The Zimbabwe Parks and Wildlife Management Authority wasn’t immediately available for comment.
In his first comments about the incident on Monday, Zimbabwe’s President Robert Mugabe said Zimbabweans failed in their responsibility to protect Cecil, the Associated Press reported.
“He is dead but yours to protect, and you failed to protect him,” he said in a speech to mark Heroes’ Day, a national holiday to honor fighters who died in the war to end white minority rule.
“There are vandals who come from all over. Some maybe just ordinary visitors, but there are others who want to vandalize, to irregularly and illegally acquire part of those resources,” Mugabe said, according to the AP.
“All this wildlife is yours, we should protect them.

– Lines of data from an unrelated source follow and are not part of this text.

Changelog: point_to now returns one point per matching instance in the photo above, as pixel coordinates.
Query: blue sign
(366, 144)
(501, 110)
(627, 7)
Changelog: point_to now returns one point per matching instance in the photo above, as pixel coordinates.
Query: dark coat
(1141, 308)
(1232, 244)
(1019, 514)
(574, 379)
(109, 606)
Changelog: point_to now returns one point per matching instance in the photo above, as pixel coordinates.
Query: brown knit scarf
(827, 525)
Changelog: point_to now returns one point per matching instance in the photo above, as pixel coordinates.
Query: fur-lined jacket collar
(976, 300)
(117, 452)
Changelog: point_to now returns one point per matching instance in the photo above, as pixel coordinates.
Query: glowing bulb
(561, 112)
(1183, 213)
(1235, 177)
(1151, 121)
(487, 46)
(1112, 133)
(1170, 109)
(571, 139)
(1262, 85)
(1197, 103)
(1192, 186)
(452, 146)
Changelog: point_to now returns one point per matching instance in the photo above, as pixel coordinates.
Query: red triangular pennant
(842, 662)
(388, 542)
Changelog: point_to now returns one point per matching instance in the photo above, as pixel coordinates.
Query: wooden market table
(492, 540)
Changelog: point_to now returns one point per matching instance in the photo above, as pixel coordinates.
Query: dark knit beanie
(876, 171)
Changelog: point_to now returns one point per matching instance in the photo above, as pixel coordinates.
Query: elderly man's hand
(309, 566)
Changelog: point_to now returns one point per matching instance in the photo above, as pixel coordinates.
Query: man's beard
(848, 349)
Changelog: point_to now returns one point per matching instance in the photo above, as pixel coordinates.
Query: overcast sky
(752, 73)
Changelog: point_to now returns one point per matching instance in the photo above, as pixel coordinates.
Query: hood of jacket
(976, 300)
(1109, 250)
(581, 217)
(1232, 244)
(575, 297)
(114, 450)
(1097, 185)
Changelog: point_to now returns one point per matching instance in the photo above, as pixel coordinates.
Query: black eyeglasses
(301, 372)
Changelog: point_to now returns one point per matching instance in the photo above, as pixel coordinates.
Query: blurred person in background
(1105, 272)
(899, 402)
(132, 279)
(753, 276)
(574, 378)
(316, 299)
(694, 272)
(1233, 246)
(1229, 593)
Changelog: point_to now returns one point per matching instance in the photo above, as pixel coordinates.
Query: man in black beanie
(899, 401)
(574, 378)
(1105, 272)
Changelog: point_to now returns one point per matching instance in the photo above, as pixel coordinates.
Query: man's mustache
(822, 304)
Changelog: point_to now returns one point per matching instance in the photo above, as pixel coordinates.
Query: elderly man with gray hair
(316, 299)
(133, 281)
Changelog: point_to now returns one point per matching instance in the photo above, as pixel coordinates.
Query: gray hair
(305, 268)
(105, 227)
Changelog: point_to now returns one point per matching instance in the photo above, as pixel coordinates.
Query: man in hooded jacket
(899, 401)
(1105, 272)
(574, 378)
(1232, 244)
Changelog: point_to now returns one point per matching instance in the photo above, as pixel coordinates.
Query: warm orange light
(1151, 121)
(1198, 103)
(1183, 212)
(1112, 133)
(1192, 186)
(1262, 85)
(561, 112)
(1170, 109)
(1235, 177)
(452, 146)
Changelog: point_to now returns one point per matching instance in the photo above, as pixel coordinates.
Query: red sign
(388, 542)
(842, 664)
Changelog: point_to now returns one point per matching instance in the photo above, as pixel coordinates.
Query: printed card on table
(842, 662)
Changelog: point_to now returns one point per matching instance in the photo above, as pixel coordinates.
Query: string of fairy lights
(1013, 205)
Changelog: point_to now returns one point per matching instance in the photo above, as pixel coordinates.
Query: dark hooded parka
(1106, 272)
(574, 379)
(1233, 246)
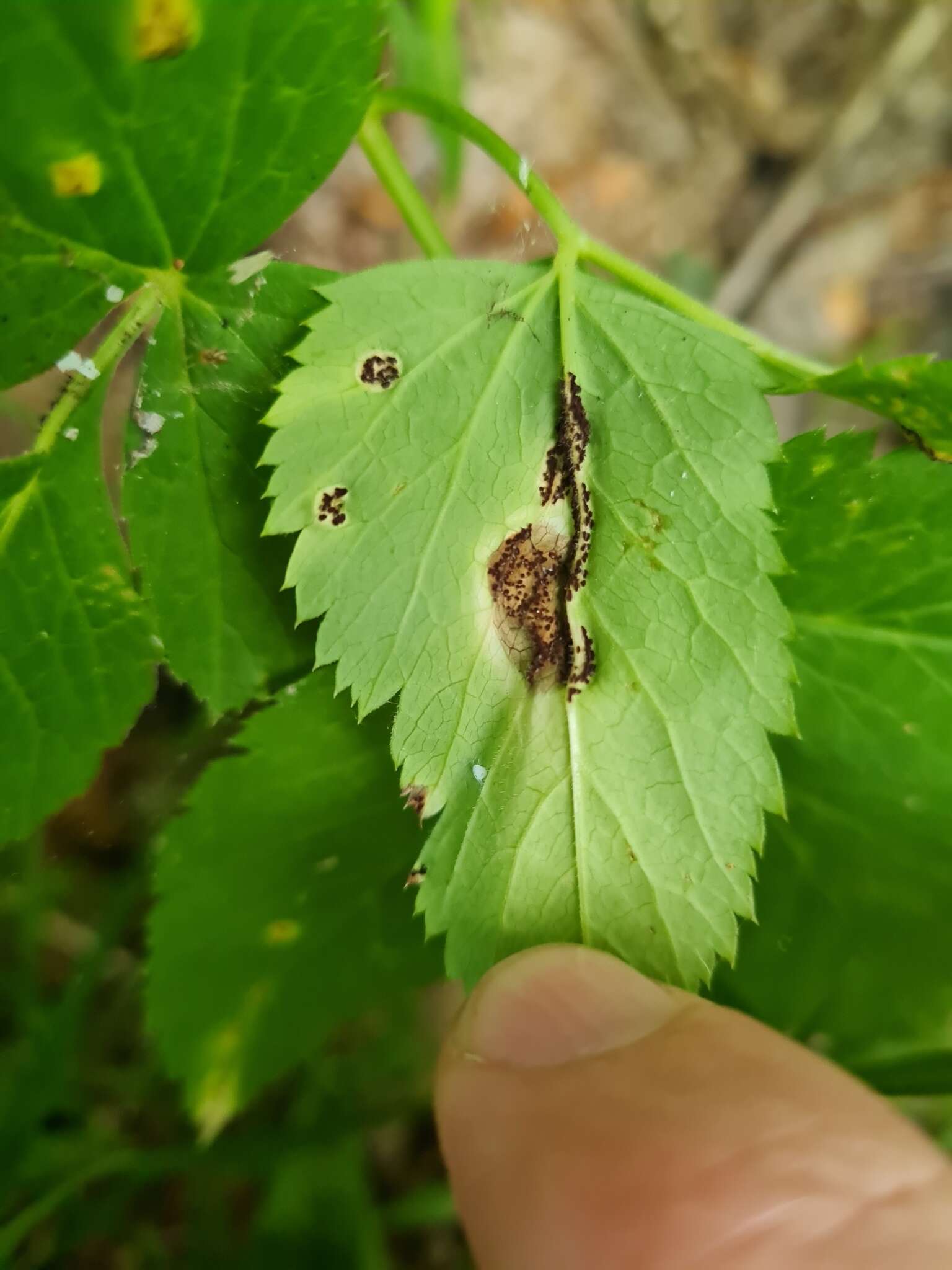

They should not be shot by a gun, it’s a sin. Or an arrow. I was stopped from killing animals with an arrow when I was seven or eight years old. I was told:
“These are God’s creatures.’”
Palmer, 55, allegedly paid about $50,000 to track and kill 13 year-old Cecil, who was part of an Oxford University study. Zimbabwe’s environment minister has called for Palmer, who says he thought the hunt was legal, to be extradited.
Theo Bronkhorst, a professional hunter who acted as Palmer’s guide, appeared in a court in the town of Hwange last week facing charges of failing to prevent an unlawful hunt. Bronkhorst told reporters he believed he had the right permits and did not break the law. He faces up to 15 years in jail if convicted.
Meanwhile, Lion Lager, a popular brand of beer in Zimbabwe, is using Cecil in its new advertising campaign.
The brand placed ads in local papers last week saying, “Our pride lives on – A tribute to Cecil the Lion,” according to Nehanda Radio.
A TV commercial for Lion Lager starts with a voice saying: “We’re all sad that Cecil the lion has gone. But his roar still lives on,” before a man drinks beer in a bar and then roars like a lion.